Una luz interior, profunda, inalterable, lo llevaba a la casa aquella. Y se plantaba afuera, en la banqueta. Unas veces, tocaba de manera tímida y, claro, nadie escuchaba en el interior de la casa. Y nadie abría.

Y mientras esperaba hablaba sin ton ni son, recuerdos que golpeaban su memoria sin una frase coherente, una idea concreta y específica, saltando de un hecho a otro.
Entonces, cuando se perdía la familia estaba consciente de los posibles lugares y espacios donde solía guarecerse para salir al encuentro de su mundo interior y/o de sus fantasmas interiores.

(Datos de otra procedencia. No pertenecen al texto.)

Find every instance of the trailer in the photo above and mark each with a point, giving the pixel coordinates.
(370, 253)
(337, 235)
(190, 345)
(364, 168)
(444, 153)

Otras veces, también caminaba a la casa de una novia que había tenido, un amor electrizante que palpitaba aún en sus recuerdos del Alzheimer.
Y, bueno, la novia ya no vivía ahí, porque casada emigró a otro destino, a otro pueblo; pero él tenía guardado en su memoria aquel lugar y hacia allá caminaba.
También sabíamos de otros momentos de lucidez cuando por ejemplo, hacia el fin de semana una de sus hijas le decía que los otros hijos llegarían de visita.
Tal cual escuchaba en silencio y luego se pasaba la mano derecho por la barbilla para saber si necesitaba una rasurada. Y hacía la seña al nieto que lo cuidaba y el nieto lo rasuraba en automático y se dejaba hacer.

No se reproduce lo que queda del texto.